La posibilidad de sufrir este tipo de cáncer puede llegar a casi el doble entre las personas que realizaron en un año más de dos radiografías palatales tipo bitewing (una sola película integral de todos los dientes) que entre las que realizaron una o menos.

Escaso riesgo en los equipos modernos

Unos riesgos que entre los menores de diez años se multiplican hasta un 4,9 al exponerse a radiografías panorámicas dentales, las más frecuentes entre la población infantil, según publica la revista Cancer de la American Cancer Society.
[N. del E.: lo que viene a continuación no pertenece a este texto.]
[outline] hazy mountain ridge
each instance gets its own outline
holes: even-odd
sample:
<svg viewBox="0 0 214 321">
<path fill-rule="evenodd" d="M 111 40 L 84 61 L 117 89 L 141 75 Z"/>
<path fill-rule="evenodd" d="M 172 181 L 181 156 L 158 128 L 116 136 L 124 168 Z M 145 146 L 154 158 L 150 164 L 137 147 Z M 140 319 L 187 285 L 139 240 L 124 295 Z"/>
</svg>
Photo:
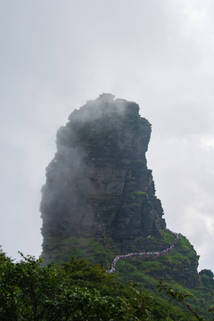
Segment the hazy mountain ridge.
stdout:
<svg viewBox="0 0 214 321">
<path fill-rule="evenodd" d="M 45 261 L 76 255 L 109 267 L 115 254 L 162 251 L 173 242 L 146 164 L 150 136 L 139 106 L 110 94 L 70 114 L 58 130 L 42 189 Z M 188 240 L 159 263 L 147 263 L 145 273 L 200 286 L 198 257 Z"/>
</svg>

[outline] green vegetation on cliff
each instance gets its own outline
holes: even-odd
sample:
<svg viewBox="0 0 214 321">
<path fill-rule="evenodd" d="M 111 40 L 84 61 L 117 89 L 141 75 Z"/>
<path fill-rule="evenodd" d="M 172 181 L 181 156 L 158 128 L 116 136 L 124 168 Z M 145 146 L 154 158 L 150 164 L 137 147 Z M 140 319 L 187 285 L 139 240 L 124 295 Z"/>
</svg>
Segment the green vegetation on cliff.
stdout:
<svg viewBox="0 0 214 321">
<path fill-rule="evenodd" d="M 136 285 L 124 285 L 86 259 L 73 257 L 62 266 L 43 268 L 40 263 L 40 259 L 23 255 L 20 262 L 13 263 L 1 251 L 1 320 L 195 320 L 187 309 L 168 302 L 157 291 L 154 294 Z"/>
</svg>

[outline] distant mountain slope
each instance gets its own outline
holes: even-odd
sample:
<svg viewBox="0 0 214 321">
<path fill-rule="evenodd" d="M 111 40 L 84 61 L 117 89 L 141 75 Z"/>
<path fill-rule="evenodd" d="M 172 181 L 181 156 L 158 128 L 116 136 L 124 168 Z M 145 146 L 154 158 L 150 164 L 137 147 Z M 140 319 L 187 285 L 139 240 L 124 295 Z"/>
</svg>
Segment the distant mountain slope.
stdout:
<svg viewBox="0 0 214 321">
<path fill-rule="evenodd" d="M 140 117 L 139 106 L 111 94 L 70 114 L 57 132 L 57 152 L 42 188 L 45 261 L 64 262 L 76 255 L 109 269 L 118 254 L 170 246 L 175 237 L 165 229 L 146 164 L 150 136 L 151 125 Z M 157 263 L 147 264 L 146 273 L 197 288 L 198 257 L 181 239 L 168 259 L 152 259 Z"/>
</svg>

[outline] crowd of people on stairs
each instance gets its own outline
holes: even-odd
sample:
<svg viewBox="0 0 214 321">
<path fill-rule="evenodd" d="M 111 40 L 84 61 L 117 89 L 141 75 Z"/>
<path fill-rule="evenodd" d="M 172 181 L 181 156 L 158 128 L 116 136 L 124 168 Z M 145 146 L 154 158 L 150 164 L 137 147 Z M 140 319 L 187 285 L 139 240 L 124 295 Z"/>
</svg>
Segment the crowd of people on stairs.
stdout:
<svg viewBox="0 0 214 321">
<path fill-rule="evenodd" d="M 172 231 L 170 231 L 169 228 L 165 228 L 168 232 L 169 232 L 170 234 L 175 235 L 175 242 L 178 242 L 179 241 L 179 235 L 177 233 L 174 233 Z M 115 268 L 116 268 L 116 265 L 118 263 L 118 261 L 121 259 L 127 259 L 127 258 L 132 258 L 135 256 L 141 256 L 143 258 L 149 258 L 149 257 L 158 257 L 160 255 L 164 255 L 167 254 L 169 251 L 172 251 L 174 249 L 174 243 L 172 243 L 170 246 L 169 246 L 167 249 L 163 250 L 163 251 L 147 251 L 147 252 L 132 252 L 132 253 L 128 253 L 128 254 L 119 254 L 117 255 L 111 266 L 111 269 L 106 271 L 106 273 L 110 274 L 110 273 L 113 273 L 115 272 Z"/>
</svg>

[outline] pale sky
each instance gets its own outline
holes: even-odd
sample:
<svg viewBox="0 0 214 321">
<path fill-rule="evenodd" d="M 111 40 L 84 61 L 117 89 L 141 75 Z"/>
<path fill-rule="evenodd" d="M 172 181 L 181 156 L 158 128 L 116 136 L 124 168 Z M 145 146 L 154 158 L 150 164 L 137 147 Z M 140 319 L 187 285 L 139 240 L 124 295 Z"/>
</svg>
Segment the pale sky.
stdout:
<svg viewBox="0 0 214 321">
<path fill-rule="evenodd" d="M 41 253 L 56 130 L 102 93 L 136 102 L 168 227 L 214 271 L 212 0 L 0 0 L 0 244 Z"/>
</svg>

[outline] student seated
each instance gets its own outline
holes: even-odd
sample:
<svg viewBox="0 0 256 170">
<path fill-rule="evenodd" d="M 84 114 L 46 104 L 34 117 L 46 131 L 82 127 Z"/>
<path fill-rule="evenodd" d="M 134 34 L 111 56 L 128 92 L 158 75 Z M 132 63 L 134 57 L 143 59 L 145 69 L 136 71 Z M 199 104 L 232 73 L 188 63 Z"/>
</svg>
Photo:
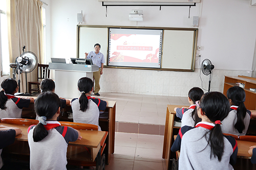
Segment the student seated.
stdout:
<svg viewBox="0 0 256 170">
<path fill-rule="evenodd" d="M 203 91 L 199 87 L 193 87 L 188 91 L 188 102 L 190 106 L 188 108 L 176 107 L 174 111 L 176 112 L 176 116 L 181 119 L 181 127 L 188 126 L 195 127 L 201 118 L 198 117 L 196 108 L 196 101 L 201 99 L 204 94 Z"/>
<path fill-rule="evenodd" d="M 80 98 L 75 98 L 71 101 L 74 122 L 93 124 L 99 126 L 99 110 L 104 110 L 108 102 L 99 99 L 91 97 L 93 90 L 93 82 L 87 77 L 78 80 L 78 90 L 81 92 Z"/>
<path fill-rule="evenodd" d="M 224 136 L 221 126 L 229 111 L 228 100 L 220 92 L 210 92 L 196 104 L 202 122 L 194 128 L 182 127 L 171 148 L 173 152 L 180 151 L 179 169 L 233 169 L 237 141 Z"/>
<path fill-rule="evenodd" d="M 15 136 L 22 133 L 20 129 L 0 125 L 0 155 L 2 149 L 14 142 Z M 0 157 L 0 169 L 4 165 L 2 157 Z"/>
<path fill-rule="evenodd" d="M 18 92 L 19 87 L 13 79 L 4 80 L 1 87 L 3 89 L 0 91 L 0 118 L 21 118 L 23 108 L 28 107 L 30 103 L 34 103 L 34 99 L 15 97 L 14 93 Z"/>
<path fill-rule="evenodd" d="M 40 84 L 41 90 L 42 92 L 47 91 L 54 92 L 55 90 L 55 83 L 52 79 L 46 78 L 44 79 Z M 64 108 L 66 105 L 69 105 L 70 101 L 69 100 L 66 100 L 61 98 L 59 98 L 60 102 L 61 103 L 61 108 Z"/>
<path fill-rule="evenodd" d="M 237 136 L 245 135 L 249 127 L 251 112 L 247 110 L 244 102 L 245 92 L 239 86 L 228 89 L 227 96 L 230 105 L 230 111 L 222 121 L 222 132 Z"/>
<path fill-rule="evenodd" d="M 69 142 L 82 138 L 79 131 L 57 121 L 60 105 L 52 92 L 40 94 L 35 102 L 39 123 L 28 129 L 30 169 L 66 169 Z"/>
<path fill-rule="evenodd" d="M 256 163 L 256 145 L 250 147 L 248 153 L 251 155 L 251 163 Z"/>
</svg>

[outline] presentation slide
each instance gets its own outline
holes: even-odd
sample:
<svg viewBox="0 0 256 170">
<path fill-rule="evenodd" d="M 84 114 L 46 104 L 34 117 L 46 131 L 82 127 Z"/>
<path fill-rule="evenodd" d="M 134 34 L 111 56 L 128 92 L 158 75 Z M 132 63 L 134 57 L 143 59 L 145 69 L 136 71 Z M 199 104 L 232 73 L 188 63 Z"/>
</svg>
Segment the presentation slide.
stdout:
<svg viewBox="0 0 256 170">
<path fill-rule="evenodd" d="M 160 68 L 162 30 L 109 30 L 109 66 Z"/>
</svg>

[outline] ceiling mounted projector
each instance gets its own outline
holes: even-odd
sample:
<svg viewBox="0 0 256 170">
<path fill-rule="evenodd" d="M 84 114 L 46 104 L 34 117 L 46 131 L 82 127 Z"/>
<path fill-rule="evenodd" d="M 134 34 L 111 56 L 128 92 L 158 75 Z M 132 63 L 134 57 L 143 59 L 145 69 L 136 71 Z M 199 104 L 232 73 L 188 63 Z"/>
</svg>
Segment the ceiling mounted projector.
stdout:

El riesgo de sufrir un tumor cerebral para el resto de personas que realicen más de una de estas radiografías al año oscila de 2,7 a tres veces más. De hecho, la radiación de los rayos X es el factor artificial que más influye en el desarrollo de los meningiomas.

Los resultados de la investigación también revelan que las radiaciones desprendidas por los equipos modernos son menos intensas y, por tanto, el riesgo de contraer un tumor también es menor. Sin embargo, “el estudio es una oportunidad para concienciar al sistema público de salud sobre el uso óptimo de las radiografías dentales y reducir los factores de riesgo”, explica uno de los miembros del equipo de investigación, la doctora Elisabeth Claus.

No someterse a más de una radiografía cada dos años

La propia American Dental Association recomienda en su guía de salud que los niños no deben realizar más de una radiografía dental en un período menor a uno o dos años. En el caso de los adolescentes el intervalo de tiempo recomendable entre la realización de estas radiografías es de 1,5 a 3 años y en el de los adultos el período aumenta de dos a tres años. De hecho, la ADA ha llegado a plantearse la necesidad de examinar los riesgos y beneficios de someterse frecuentemente a este tipo de radiaciones. Sus conclusiones son que no existe la suficiente seguridad científica como para realizar un uso reiterado de las radiografías palatales tipo bitewing si no son estrictamente necesarias para el diagnóstico.

Los investigadores también concluyen que la exposición a los rayos X incluso puede ser beneficiosa en algunos diagnósticos concretos.